# Assignment 4 - Part2

In this assignment you will train a semantic segmentation module, and then come up with your own segmentation model.

You can refer to https://github.com/CSAILVision/semantic-segmentation-pytorch for more codes.


# Setup Code

First, download the miniplaces images folder (which we did for last assignment). Zip it, upload it to the assignment folder, and unzip it below.
(The unzipping process will take about 5 minutes.)

In [None]:
%load_ext autoreload
%autoreload 2

In [None]:
from google.colab import drive
drive.mount('/content/drive', force_remount=True)

In [None]:
import os

# TODO: Fill in the Google Drive path where you uploaded the assignment
# Example: If you create a 188 folder and put all the files under Assignment1 folder, then '188/Assignment1'
# GOOGLE_DRIVE_PATH_AFTER_MYDRIVE = '188/Assignment1'
GOOGLE_DRIVE_PATH_AFTER_MYDRIVE = '188/Assignment4'
GOOGLE_DRIVE_PATH = os.path.join('drive', 'My Drive', GOOGLE_DRIVE_PATH_AFTER_MYDRIVE)
print(os.listdir(GOOGLE_DRIVE_PATH))

In [None]:
import sys
sys.path.append(GOOGLE_DRIVE_PATH)

Now we are going to untar the actions folder. Don't worry! This time the file is much smaller.

In [None]:
!tar -xvf "/content/drive/My Drive/188/Assignment4/annotations.tar.xz" -C "/content/drive/My Drive/188/Assignment4/"

In [None]:
!tar -xvf "/content/drive/My Drive/188/Assignment4/images.tar.xz" -C "/content/drive/My Drive/188/Assignment4/"

### Train ResNet + UPerNet
First fill the codes in model.py and train the semantic segmentation module

In [None]:
import os
import time
import random

from model import *
from dataset import *
from train import *
import torch
import torch.nn as nn
from tqdm import tqdm

In [None]:
net_encoder = Resnet().cuda()
net_decoder = UPerNet().cuda()

crit = nn.NLLLoss(ignore_index=-1)

dataset_train = ADEDataset(GOOGLE_DRIVE_PATH, 'training')
dataset_val = ADEDataset(GOOGLE_DRIVE_PATH, 'validation')
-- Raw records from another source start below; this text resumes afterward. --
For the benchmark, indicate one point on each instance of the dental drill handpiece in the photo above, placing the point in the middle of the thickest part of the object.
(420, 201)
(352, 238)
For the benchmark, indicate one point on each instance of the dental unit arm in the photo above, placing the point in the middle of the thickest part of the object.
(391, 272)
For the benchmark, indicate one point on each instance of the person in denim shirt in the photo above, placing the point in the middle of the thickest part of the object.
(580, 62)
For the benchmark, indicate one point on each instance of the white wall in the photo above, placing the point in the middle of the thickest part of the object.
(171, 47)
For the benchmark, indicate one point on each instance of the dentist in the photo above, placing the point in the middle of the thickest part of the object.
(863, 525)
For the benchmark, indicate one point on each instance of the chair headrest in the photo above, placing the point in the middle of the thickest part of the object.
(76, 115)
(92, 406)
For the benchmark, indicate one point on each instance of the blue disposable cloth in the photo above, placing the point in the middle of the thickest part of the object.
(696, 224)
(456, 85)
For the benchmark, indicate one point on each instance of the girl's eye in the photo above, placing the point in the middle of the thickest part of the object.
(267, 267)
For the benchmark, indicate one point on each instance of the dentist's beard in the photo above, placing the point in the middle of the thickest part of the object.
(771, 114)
train_dataloader = torch.utils.data.DataLoader(
    dataset_train,
    batch_size=8,
    shuffle=True,
    num_workers=2)

val_dataloader = torch.utils.data.DataLoader(
    dataset_val,
    batch_size=8,
    shuffle=True,
    num_workers=2)

optimizer_encoder = torch.optim.SGD(
    group_weight(net_encoder),
    lr=0.02,
    momentum=0.9,
    weight_decay=1e-4)

optimizer_decoder = torch.optim.SGD(
    group_weight(net_decoder),
    lr=0.02,
    momentum=0.9,
    weight_decay=1e-4)

for epoch in range(10): #choose smaller number if you are out of GPU
    loss, acc = train_seg(train_dataloader, crit, net_encoder, net_decoder, optimizer_encoder, optimizer_decoder)

    print ("Epoch %d, trainnig acc %f, training loss %f"%(epoch, acc, loss))
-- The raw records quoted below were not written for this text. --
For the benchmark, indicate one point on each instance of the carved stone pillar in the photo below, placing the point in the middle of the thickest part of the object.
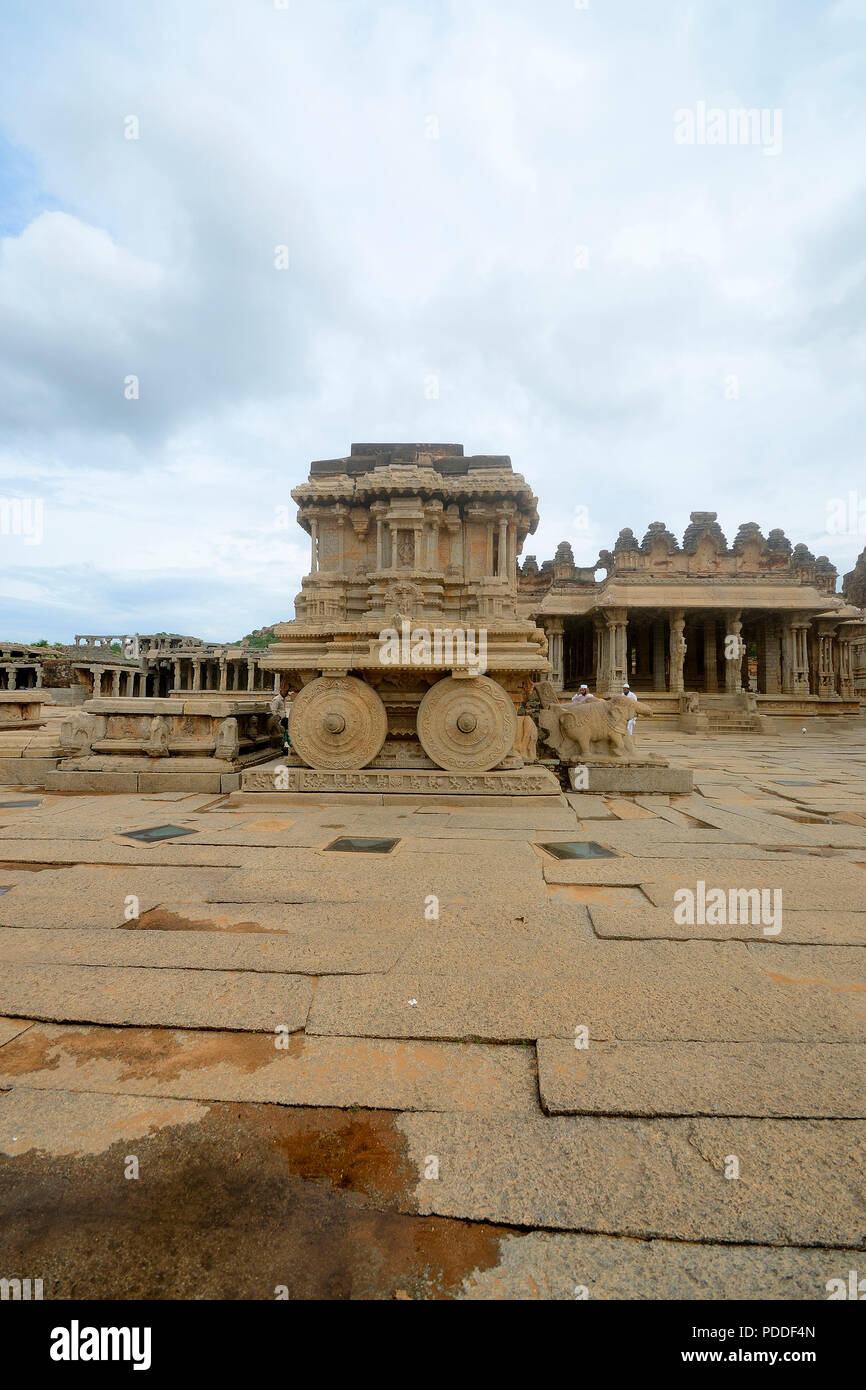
(826, 667)
(553, 627)
(658, 655)
(616, 649)
(769, 662)
(711, 676)
(677, 651)
(799, 653)
(845, 667)
(733, 653)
    val_loss, val_acc = val_seg(val_dataloader, crit, net_encoder, net_decoder)
    print ("Epoch %d, validation acc %f, validation loss %f"%(epoch, val_acc, val_loss))

I can get 64% val acc. what about you?

### Visualizaton

In [None]:
# System libs
import os, csv, torch, numpy, scipy.io, PIL.Image, torchvision.transforms

def colorEncode(labelmap, colors, mode='RGB'):
    labelmap = labelmap.astype('int')
    labelmap_rgb = np.zeros((labelmap.shape[0], labelmap.shape[1], 3),
                            dtype=np.uint8)
    for label in numpy.unique(labelmap):
        if label < 0:
            continue
        labelmap_rgb += (labelmap == label)[:, :, np.newaxis] * \
            np.tile(colors[label],
                    (labelmap.shape[0], labelmap.shape[1], 1))

    if mode == 'BGR':
        return labelmap_rgb[:, :, ::-1]
    else:
        return labelmap_rgb
    
colors = scipy.io.loadmat('color150.mat')['colors']
names = {}
with open('objectInfo150.txt') as f:
    lines = f.readlines()

    for line in lines[1:]:
        row = line.strip().split()
        names[int(row[0])] = row[4]

def visualize_result(img, pred, index=None):
    # filter prediction class if requested
    if index is not None:
        pred = pred.copy()
        pred[pred != index] = -1
        print(f'{names[index+1]}:')
        
    # colorize prediction
    pred_color = colorEncode(pred, colors).astype(numpy.uint8)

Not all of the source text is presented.